Im Weiteren (5.4.3) findet sich
die Erkenntnis, dass die befragten Führungskräfte zwischen
Personalführung und Unternehmensführung unterscheiden – für den
Betriebswirt eine kaum der Nachfrage lohnende Antwort, die gleichwohl
gerade in ihrer Einfachheit belegt, wie sehr sich Nonprofit und
Profit-Organisationen in der Wahrnehmung von oberen Führungskräften
mittlerweile einander angenähert haben: „Also, Zahlen haben bei
mir Priorität. Ich muss ja jeden Monat alle entlohnen können.“
(S. 75).
In den beiden folgenden Unterkapiteln (5.4.4,
5.4.5) untersuchen Dressler/Toppe dann, inwiefern
Führungskräfte aus der Sozialwirtschaft von denen der
Nicht-Sozialwirtschaft lernen können und umgekehrt. Insgesamt wird
die erste Frage recht eindeutig zustimmend beantwortet und bei
mehreren Experten schwingt in den Zitaten eine Art neidvolle
Bewunderung mit, während „das methodisch-pädagogische“ (S. 78)

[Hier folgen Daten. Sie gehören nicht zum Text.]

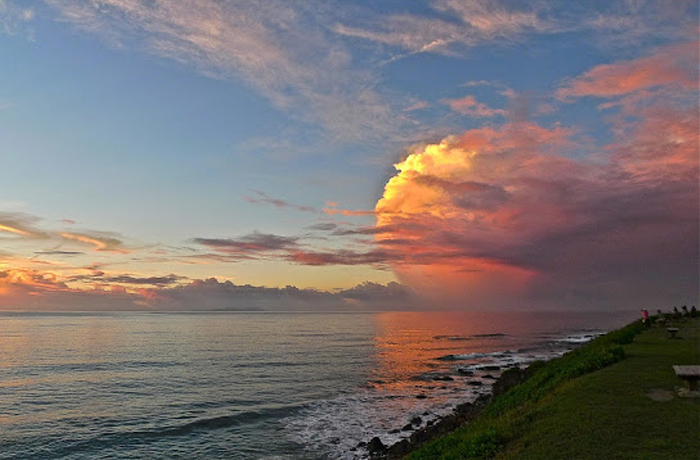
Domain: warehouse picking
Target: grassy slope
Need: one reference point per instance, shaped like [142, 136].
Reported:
[570, 410]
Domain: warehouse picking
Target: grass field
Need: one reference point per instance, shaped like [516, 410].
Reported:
[593, 403]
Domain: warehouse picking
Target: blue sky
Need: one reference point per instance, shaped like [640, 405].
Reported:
[158, 125]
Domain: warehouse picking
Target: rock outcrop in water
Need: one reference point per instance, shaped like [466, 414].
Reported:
[462, 414]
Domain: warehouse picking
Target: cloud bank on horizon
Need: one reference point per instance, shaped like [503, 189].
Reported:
[583, 195]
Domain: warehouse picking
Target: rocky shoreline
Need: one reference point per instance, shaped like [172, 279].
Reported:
[462, 414]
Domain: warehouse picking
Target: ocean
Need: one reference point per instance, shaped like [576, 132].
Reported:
[254, 385]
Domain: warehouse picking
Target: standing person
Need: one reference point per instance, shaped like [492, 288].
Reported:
[660, 318]
[645, 317]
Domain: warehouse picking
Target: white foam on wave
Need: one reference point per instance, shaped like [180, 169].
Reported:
[580, 338]
[334, 428]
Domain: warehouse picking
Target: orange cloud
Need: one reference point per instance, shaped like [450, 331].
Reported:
[347, 212]
[100, 242]
[471, 107]
[7, 228]
[500, 216]
[20, 224]
[673, 65]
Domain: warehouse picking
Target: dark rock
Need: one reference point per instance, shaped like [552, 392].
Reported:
[510, 378]
[376, 446]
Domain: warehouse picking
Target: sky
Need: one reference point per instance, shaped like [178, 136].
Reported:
[325, 155]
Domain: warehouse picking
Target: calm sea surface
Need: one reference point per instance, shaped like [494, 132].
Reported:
[253, 385]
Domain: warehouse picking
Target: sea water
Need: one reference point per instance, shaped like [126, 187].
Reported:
[254, 385]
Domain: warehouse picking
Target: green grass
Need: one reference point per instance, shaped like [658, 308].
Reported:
[591, 404]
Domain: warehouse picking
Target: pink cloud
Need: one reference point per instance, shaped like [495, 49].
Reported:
[469, 106]
[499, 216]
[672, 65]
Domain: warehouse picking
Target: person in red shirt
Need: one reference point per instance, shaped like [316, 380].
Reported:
[645, 317]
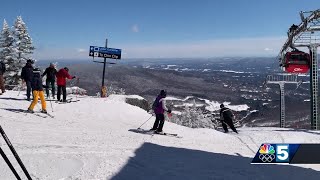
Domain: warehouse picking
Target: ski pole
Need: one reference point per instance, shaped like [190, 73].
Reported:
[77, 90]
[145, 122]
[15, 153]
[9, 164]
[50, 100]
[20, 88]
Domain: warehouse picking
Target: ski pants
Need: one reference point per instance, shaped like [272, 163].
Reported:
[50, 84]
[2, 84]
[36, 95]
[28, 83]
[230, 124]
[156, 125]
[64, 92]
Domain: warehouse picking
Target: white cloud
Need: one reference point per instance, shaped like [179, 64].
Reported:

wie eine Last abgestreift wird. Im umgekehrten Fall wird von den
Befragten überwiegend die Auffassung vertreten, dass auch die
Nicht-Sozialwirtschaft von der Sozialwirtschaft lernen kann. So
emanzipiert diese Auffassung klingt und de facto auch ist, so stellen
die Lernbeispiele auch hier ganz überwiegend in ihrem Kern eher auf
betriebswirtschaftliche Aspekte ab. (S. 82) In Abschnitt 5.5 greifen
die Autoren einerseits die Frage nach den aktuellen Reaktionen auf
die Herausforderungen der Sozialwirtschaft und nach speziellen
Qualifikationen auf. Andererseits gehen sie der Frage nach, ob
betriebswirtschaftliches Wissen eine Lösung für die
Herausforderungen darstellt und wie die Sozialwirtschaft auf den
Anstieg des Führungskräftebedarfs reagieren kann. Die Aussagen
fallen erwartungsgemäß vielschichtig aus. Die Spannweite reicht von
einer stärkeren (betriebswirtschaftlichen) Professionalisierung
(86), über die Auffassung einer – aus Sicht des Experten –
berechtigten Verdrängung von z.B. Sozial-Pädagogen aus
Führungspositionen (88), bis hin zum Plädoyer für einen
erfahrungsbasierten Zugang zu Führungspositionen, der auch ohne
solches Vorwissen auskommt (87f.). Praktische Hilfe, nützliche
Empfehlungen und überraschende Einsichten wird vor allem der
interessierte Praktiker aus diesem Abschnitt kaum ableiten können,
was aber auch nicht das Anliegen dieses Abschnitts darstellt. Der
Abschnitt 5.6 bietet schließlich eine Zusammenstellung von denk- und
wünschbaren Konsequenzen, um den sich abzeichnenden Mangel an
Führungskräften, „der strategischen Lücke“ (89),
entgegenzuwirken. Die Befragten nennen hier beispielsweise Lernen aus
Fehlern, Berücksichtigung von Gender-Aspekten,
Qualifikationsanpassungen und leistungsgerechte Entlohnung.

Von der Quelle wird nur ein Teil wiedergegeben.